Development Guidelines

Overview

The goal to develop and maintain services in Yaas is to develop them in a consistent and concise way following these API Development Guidelines. The YaaS team at SAP Hybris has figured out the best way to develop services, and shares this knowledge with you through these guidelines. In some cases, the guidelines are mandatory, while others are optional.

Also, follow the API Guidelines. For instance, always use the API response codes and error message payloads defined in that documentation.

API Versioning

Every exposed API must have a version, which is just a MAJOR number, such as v1. This ensures changes won't automatically break the product with every update, and users can decide when to upgrade to a newer version of the code. When the new version breaks API compatibility, you must increase the version number, such as v2.

The MAJOR API versions are used for all the Release Notes.

Events

Events must be named and documented consistently according to these guidelines. The message channels used to communicate specific events have topic owners, such as hybris.customer for the Customer service. Each topic owner can have multiple event types, described in the past tense, with a hyphen (-), such as password-updated. Therefore, name the specific event with a combination of the topic owner and the event type, such as hybris.customer.password-updated. The events created be each service are listed in the API Documentation by topic owner, such as Customer events. All of the YaaS events are published by the PubSub service so that other services can consume them.

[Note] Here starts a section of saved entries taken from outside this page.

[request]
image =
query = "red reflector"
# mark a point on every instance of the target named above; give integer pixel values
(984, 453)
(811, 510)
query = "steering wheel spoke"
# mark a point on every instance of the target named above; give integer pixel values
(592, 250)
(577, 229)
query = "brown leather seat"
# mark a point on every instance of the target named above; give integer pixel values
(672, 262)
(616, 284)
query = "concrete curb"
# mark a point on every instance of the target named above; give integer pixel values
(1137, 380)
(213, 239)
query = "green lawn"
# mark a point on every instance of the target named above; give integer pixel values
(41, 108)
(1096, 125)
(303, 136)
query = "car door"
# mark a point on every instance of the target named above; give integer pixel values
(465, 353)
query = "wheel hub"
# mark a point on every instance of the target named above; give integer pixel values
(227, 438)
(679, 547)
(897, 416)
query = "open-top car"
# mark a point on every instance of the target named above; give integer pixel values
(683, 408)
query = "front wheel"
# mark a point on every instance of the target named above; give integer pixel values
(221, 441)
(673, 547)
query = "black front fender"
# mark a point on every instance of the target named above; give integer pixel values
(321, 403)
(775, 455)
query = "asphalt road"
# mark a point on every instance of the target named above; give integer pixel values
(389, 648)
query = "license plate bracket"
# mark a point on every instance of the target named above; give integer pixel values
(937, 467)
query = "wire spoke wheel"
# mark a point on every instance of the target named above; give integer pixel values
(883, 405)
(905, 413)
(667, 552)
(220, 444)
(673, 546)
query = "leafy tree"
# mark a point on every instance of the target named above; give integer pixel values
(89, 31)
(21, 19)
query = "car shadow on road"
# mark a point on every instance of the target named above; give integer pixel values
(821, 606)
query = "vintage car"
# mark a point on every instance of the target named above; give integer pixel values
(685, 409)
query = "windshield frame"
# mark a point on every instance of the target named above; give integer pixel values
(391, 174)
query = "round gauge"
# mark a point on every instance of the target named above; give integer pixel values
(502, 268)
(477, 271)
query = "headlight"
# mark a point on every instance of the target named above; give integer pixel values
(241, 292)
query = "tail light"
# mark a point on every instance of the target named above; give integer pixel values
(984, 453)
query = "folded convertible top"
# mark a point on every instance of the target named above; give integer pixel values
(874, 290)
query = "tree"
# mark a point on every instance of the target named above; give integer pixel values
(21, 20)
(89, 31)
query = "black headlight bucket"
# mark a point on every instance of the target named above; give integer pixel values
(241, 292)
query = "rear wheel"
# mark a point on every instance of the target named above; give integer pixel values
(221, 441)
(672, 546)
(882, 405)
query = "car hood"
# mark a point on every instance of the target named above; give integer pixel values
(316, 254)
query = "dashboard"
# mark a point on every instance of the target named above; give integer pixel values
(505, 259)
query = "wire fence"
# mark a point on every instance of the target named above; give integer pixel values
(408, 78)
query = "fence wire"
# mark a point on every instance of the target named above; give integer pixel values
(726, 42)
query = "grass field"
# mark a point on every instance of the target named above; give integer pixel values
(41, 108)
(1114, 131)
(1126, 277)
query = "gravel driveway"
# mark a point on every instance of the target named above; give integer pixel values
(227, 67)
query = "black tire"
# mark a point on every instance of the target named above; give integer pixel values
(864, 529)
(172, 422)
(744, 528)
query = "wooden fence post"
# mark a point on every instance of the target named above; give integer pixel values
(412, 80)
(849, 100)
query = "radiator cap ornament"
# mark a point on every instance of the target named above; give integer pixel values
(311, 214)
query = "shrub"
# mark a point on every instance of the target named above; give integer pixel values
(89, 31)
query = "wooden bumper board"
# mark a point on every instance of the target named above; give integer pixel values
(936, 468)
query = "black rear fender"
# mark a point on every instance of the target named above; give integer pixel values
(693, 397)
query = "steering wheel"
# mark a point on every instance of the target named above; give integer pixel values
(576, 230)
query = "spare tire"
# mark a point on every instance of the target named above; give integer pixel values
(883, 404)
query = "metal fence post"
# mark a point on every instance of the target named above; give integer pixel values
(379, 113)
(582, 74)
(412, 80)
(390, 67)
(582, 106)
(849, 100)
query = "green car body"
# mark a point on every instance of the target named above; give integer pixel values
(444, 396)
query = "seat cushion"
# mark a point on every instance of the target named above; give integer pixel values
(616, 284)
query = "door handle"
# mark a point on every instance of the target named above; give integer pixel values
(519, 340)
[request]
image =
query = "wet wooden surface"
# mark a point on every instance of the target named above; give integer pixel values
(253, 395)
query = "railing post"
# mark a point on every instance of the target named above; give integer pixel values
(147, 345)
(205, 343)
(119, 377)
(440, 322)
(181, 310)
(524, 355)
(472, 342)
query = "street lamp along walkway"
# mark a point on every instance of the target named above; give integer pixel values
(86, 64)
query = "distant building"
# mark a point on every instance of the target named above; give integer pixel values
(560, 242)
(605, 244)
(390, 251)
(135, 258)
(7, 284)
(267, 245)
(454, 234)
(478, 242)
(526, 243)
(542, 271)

Read the PubSub service and Events service documentation to learn how to publish, consume, and commit events.

Request Headers

Always forward hybris-request-id header and hybris-hop header to subsequent HTTP calls. The headers allow the monitoring toolset to correlate single HTTP requests. For more information, see the Hybris Headers document in the API Guidelines.

Multi-tenant services

Multi-tenant services are required to assure that the tenant of the request (hybris-tenant header) conforms to the resource-owning tenant. Also, the resource-owning tenant is expressed in the resource URL. For an example, refer to the Multi tenancy document in the Document service.

Secure a Service

Restrict access

Restrict access to resources by defining Scopes for different operations, and establish authorization rules. Follow the procedures in the Secure a Service documentation.

Last-mile security

Follow the Last-mile Security section to make sure that your internal service URL is not accessible by others.